Clique para ampliar. Naomi Klein discursou na abertura do Klimaforum. Foto Ricardo Coelho Dia Zero – O Fórum pelo Clima começa com apelo à acção de Naomi Klein. Artigo de Ricardo Coelho, em Copenhaga.

 

À chegada a Copenhaga sou invadido por propaganda. Empresas de automóveis, petrolíferas, produtoras de energia, todas tentam compensar a sua falta de acção sobre as alterações climáticas com publicidade. Nos bastidores, contudo, os grandes poluidores continuam o seu trabalho de lobbying para garantir que os seus privilégios são mantidos e que nenhuma acção que ponha em causa os seus lucros é aprovada.

A Cimeira de Copenhaga será o 15º Encontro das Partes, na sequência de um processo que remonta à cimeira do Rio, em 1992, e que pretende juntar os governos mundiais na ratificação de acordos internacionais para travar as alterações climáticas. O Protocolo de Quioto, actualmente em vigor, remonta já a 1997 e deixará de estar em vigor em 2012. Esta cimeira é portanto decisiva para saber o que sucederá a Quioto, sabendo que este primeiro acordo impõe metas de redução de emissões muito aquém do que a ciência nos diz que é necessário.

Ao longo dos últimos meses, o tom dos representantes da ONU e dos governos mundiais relativamente a esta cimeira foi de dramatismo. Falou-se em “última oportunidade” e em “agora ou nunca”. Mas o tom mudou subitamente nos últimos tempos. Tendo-se tornado evidente que nenhum acordo vinculativo será assinado nesta cimeira, dada a oposição dos países industrializados, a mensagem é agora “teremos outras oportunidades, lá chegaremos”. Três décadas depois de se tornar óbvio que estávamos numa caminho que nos iria levar a um clima muito mais agreste que os humanos conheceram desde que surgiram na terra, continuamos na estaca zero.

Do outro lado da barricada, movimentos sociais procuram soluções para as alterações climáticas que sejam tão eficazes quanto justas para os mais pobres do planeta, que são os mais afectados pela crise que decorre da nossa dependência dos combustíveis fósseis. Estes movimentos convergirão até ao fim da cimeira oficial no Klima Forum, uma cimeira internacional onde se encontram milhares de activistas de todo o mundo.
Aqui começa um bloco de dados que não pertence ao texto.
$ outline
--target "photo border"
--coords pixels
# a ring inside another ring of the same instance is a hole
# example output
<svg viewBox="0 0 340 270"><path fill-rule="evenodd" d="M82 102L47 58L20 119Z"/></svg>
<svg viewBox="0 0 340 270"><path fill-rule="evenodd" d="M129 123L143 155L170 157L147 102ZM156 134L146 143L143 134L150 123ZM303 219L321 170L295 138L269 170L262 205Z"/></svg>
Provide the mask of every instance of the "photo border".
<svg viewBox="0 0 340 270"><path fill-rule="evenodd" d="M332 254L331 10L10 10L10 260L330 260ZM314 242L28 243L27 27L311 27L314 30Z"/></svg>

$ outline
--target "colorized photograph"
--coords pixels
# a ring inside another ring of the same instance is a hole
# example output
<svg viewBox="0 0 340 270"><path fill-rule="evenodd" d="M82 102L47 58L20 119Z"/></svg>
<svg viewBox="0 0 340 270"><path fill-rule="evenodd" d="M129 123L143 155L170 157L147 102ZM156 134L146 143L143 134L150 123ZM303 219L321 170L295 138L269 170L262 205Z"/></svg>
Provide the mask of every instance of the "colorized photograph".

Neste “Fórum Social Ecologista” podemos encontrar ONG's ecologistas, de direitos humanos, de agricultores, de indígenas e religiosas, todas unidas na defesa da justiça climática. Um jornal produzido para o efeito, o Climate Chronicle, apresenta a cada dois dias excelentes artigos escritos por activistas (primeiro número disponível aqui ).

O começo do Klima Forum é marcado por um excelente concerto de Lisbeth Diers e os Chime Transform, que apresenta como principal atracção instrumentos de percussão feitos com gelo por uma escultora sueca. À medida que o concerto progride o gelo derrete, lembrando-nos da urgência de travar o aquecimento do planeta. A música continua com os Bimbache openART project, uma banda de world music da ilha de El Hierro. Esta ilha, a mais pequena das Canárias, foi palco de importantes mobilizações de movimentos ecologistas locais e vai conseguir satisfazer 100% das suas necessidades energéticas com energias renováveis no espaço de dois a três anos.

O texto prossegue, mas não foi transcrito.